France to probe Abu Dhabi crown prince over torture accusations in Yemen
French authorities are opening an investigation into allegations that Abu Dhabi Crown Prince Mohammed bin Zayed Al Nahyan has been complicit in acts of torture in Yemen, where the UAE, along with Saudi Arabia and its allies, has been waging a years-long bloody war.
Citing multiple sources with knowledge of the case, AFP reported on Friday that a French investigating magistrate had been mandated to take on the probe.
Bin Zayed is deputy supreme commander of the UAE armed forces and a close ally of Saudi Arabia’s Crown Prince Mohammed bin Salman.
An initial inquiry was launched against bin Zayed last October after two complaints were filed during his visit to Paris in November 2018.
Six Yemenis had lodged a complaint with a judge specializing in crimes against humanity in Paris over acts of torture committed in UAE-run detention centers in Yemen.

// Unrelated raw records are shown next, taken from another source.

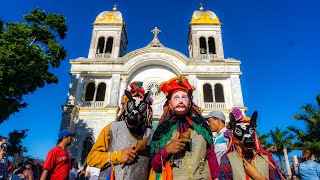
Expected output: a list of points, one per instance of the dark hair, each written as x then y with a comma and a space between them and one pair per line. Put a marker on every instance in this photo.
2, 138
306, 155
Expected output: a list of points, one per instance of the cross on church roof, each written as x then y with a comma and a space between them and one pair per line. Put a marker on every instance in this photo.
201, 7
155, 41
115, 7
155, 31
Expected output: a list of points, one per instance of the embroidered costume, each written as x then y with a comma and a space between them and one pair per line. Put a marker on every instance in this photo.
197, 160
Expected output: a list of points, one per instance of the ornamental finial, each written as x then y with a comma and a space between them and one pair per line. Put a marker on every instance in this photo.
115, 7
155, 41
201, 7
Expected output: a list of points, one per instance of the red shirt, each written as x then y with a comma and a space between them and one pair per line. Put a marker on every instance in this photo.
58, 163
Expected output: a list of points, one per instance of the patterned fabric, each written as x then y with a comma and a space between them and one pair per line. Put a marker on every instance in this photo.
165, 131
309, 170
227, 174
4, 164
221, 142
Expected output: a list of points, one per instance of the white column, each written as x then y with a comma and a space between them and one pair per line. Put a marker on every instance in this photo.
285, 153
193, 82
123, 86
236, 91
115, 86
295, 163
92, 50
219, 45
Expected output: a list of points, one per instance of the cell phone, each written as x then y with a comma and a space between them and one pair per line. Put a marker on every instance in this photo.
3, 146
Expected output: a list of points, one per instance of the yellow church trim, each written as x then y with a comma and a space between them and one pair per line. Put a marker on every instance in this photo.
108, 19
205, 19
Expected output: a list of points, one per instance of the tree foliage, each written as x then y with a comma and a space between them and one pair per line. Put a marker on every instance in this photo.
15, 141
27, 51
310, 137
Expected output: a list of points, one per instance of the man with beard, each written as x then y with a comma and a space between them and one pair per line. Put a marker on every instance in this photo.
116, 150
182, 145
245, 157
57, 164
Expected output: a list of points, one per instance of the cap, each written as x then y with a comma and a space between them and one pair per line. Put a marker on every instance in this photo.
179, 83
64, 133
216, 114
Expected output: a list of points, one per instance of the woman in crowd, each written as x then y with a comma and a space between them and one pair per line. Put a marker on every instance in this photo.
308, 169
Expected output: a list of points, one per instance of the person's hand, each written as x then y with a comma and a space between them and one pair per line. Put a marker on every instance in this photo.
177, 145
1, 153
128, 155
271, 149
252, 171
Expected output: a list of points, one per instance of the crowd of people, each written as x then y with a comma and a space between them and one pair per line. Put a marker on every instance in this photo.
184, 145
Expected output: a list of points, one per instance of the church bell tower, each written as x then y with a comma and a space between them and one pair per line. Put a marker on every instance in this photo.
109, 38
204, 39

The complaint alleges that bin Zayed is likely to have provided the “means and orders for these violations to be carried out”.
“My clients welcome the opening of this probe and have great hope in French justice,” said lawyer Joseph Breham representing the six Yemenis.
The United Arab Emirates is Saudi Arabia’s key partner in its devastating war on Yemen, which began in March 2015 with the arms support from certain Western countries.
The purported aim was to return to power a Riyadh-backed former regime and defeat the popular Houthi Ansarullah movement that took control of state matters after the resignation of the then president and his government.
Besides playing a significant part in aerial assaults and deploying troops to Yemen, the UAE has been training militants fighting on the ground against the Yemeni armed forces and allied fighters.
Additionally, the UAE is running secret prisons in Yemen’s southern regions, which are mostly occupied by Abu Dhabi-backed separatists.
The United Nations refers to the situation in Yemen as the world’s worst humanitarian crisis as the war has killed tens of thousands of Yemenis and left 80 percent of the impoverished state’s 29 million people dependent on aid for survival.